Neurovascular Responses to Mental Stress in the Supine and Upright Postures

Nathan T. Kuipers1, Charity L. Sauder1, Jason R. Carter2, and Chester A. Ray3*

1 Hershey, Pennsylvania, United States; Heart & Vascular Institute, Pennsylvania State University College of Medicine, Hershey, Pennsylvania, United States
2 Department of Exercise Science, Health, and Physical Education, Michigan Technological University, Houghton, Michigan, United States
3 Heart & Vascular Institute, Pennsylvania State University College of Medicine, Hershey, Pennsylvania, United States

* To whom correspondence should be addressed. E-mail: caray{at}psu.edu.
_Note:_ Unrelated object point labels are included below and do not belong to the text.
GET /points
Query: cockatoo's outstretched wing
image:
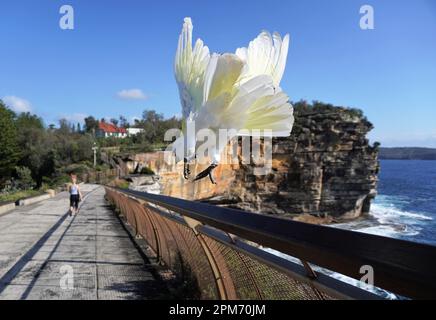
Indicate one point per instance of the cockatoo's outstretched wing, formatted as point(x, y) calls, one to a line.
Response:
point(190, 67)
point(265, 55)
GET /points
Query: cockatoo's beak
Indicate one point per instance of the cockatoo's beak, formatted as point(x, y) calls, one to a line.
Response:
point(207, 172)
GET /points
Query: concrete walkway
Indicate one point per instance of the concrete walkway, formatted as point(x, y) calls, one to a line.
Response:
point(41, 246)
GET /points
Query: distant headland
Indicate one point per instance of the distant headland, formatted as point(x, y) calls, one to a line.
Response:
point(408, 153)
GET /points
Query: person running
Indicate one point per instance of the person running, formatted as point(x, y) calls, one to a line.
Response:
point(75, 195)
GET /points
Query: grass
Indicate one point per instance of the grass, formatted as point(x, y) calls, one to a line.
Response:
point(14, 196)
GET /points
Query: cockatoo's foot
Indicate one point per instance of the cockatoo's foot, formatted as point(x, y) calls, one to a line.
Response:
point(207, 172)
point(186, 171)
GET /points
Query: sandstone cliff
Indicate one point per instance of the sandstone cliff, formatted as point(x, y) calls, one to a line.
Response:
point(326, 167)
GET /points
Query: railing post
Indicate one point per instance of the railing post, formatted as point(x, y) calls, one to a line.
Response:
point(193, 224)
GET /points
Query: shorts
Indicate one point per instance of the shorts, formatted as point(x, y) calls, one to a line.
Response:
point(74, 201)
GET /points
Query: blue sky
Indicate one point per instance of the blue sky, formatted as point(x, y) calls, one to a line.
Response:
point(388, 72)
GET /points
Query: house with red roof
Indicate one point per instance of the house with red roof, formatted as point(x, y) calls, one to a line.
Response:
point(106, 130)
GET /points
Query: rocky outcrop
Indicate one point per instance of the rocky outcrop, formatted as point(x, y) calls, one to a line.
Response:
point(325, 168)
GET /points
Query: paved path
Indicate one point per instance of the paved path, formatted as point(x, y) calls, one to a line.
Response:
point(40, 245)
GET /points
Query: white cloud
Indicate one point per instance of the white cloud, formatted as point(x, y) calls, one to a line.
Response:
point(75, 117)
point(132, 94)
point(17, 104)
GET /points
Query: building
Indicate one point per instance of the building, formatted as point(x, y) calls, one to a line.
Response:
point(134, 131)
point(106, 130)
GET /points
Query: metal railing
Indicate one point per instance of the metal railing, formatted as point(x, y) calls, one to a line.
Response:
point(218, 249)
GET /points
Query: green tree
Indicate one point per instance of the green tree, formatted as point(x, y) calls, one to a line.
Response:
point(24, 178)
point(9, 150)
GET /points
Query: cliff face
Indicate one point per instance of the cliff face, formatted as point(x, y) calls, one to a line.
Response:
point(326, 167)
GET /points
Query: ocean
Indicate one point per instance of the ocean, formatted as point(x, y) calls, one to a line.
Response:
point(405, 206)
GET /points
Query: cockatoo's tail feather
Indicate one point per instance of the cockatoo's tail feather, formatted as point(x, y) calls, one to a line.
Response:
point(240, 91)
point(265, 55)
point(190, 67)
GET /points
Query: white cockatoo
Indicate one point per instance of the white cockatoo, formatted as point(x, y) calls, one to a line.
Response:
point(234, 91)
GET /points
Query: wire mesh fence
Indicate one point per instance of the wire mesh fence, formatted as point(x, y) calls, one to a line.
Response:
point(218, 271)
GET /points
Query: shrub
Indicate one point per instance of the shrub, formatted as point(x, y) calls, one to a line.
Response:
point(24, 178)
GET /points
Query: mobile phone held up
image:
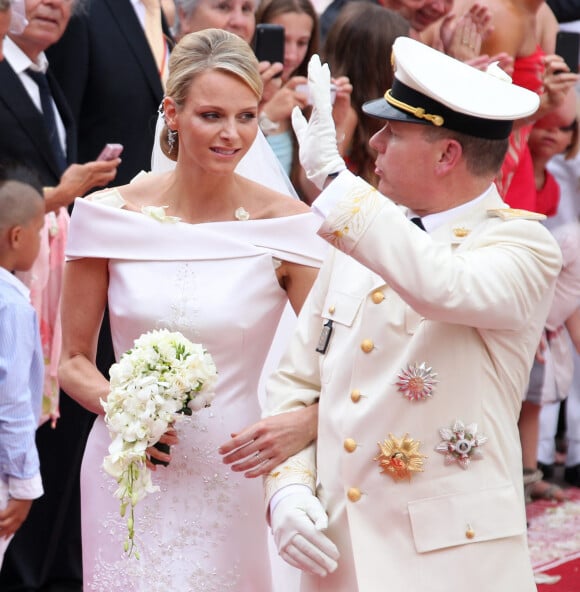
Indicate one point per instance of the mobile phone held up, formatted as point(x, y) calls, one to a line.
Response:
point(110, 152)
point(568, 47)
point(269, 43)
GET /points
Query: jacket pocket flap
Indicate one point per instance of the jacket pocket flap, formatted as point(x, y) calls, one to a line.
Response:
point(466, 518)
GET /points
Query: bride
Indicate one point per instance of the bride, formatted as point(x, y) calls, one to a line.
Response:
point(218, 260)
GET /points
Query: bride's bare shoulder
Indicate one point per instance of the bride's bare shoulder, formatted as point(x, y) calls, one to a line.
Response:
point(141, 191)
point(267, 203)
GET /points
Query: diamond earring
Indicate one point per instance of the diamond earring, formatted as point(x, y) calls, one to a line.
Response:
point(171, 138)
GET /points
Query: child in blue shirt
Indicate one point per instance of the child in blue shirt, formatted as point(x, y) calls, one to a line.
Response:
point(21, 359)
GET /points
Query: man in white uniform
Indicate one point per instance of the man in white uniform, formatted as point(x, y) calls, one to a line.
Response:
point(416, 343)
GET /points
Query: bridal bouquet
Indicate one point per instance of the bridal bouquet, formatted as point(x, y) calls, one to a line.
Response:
point(162, 376)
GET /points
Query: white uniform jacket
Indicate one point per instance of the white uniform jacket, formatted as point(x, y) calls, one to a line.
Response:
point(432, 341)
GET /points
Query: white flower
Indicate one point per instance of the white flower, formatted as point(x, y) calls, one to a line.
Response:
point(163, 374)
point(158, 213)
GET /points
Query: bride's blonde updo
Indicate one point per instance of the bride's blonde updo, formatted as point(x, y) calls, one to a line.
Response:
point(196, 53)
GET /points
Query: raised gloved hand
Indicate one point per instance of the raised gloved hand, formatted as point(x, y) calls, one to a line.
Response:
point(297, 522)
point(318, 150)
The purpose of this study was to determine neurovascular responses to mental stress (MS) in the supine and upright postures. MS was elicited in 23 subjects (26±1y) by 5 min of mental arithmetic. In Study 1 (n=9), Doppler ultrasound was used to measure mean blood velocity in the renal (RBFV) and superior mesenteric arteries (SMBFV), and plethysmography was used to measure forearm blood flow (FBF). In Study 2 (n=14), leg blood flow (LBF; n=9) was measured by Doppler ultrasound and muscle sympathetic nerve activity (MSNA; n=5) was measured by microneurography. At rest, upright posture increased heart rate and MSNA and decreased LBF, FBF, RBFV, and SMBFV and their respective conductances. MS elicited similar increases in mean arterial blood pressure (MAP;~12 mmHg) and heart rate (~17 beats/min) regardless of posture. MS in both postures elicited a decrease in RBFV, SMBFV, and their conductances and an increase in LBF, FBF, and their conductances. Changes in blood flow were blunted in the upright posture in all vascular beds examined, but the pattern of the vascular response was the same as the supine posture. MS did not change MSNA in either posture (~{Delta}1±3 bursts/min and ~{Delta}3±3 bursts/min, respectively). In conclusion, the augmented sympathetic activity of the upright posture does not alter heart rate, MAP, or MSNA responses to MS. MS elicits divergent vascular responses in the visceral and peripheral vasculature. These results indicate that although the upright posture attenuates vascular responses to MS, the pattern of neurovascular responses does not differ between postures.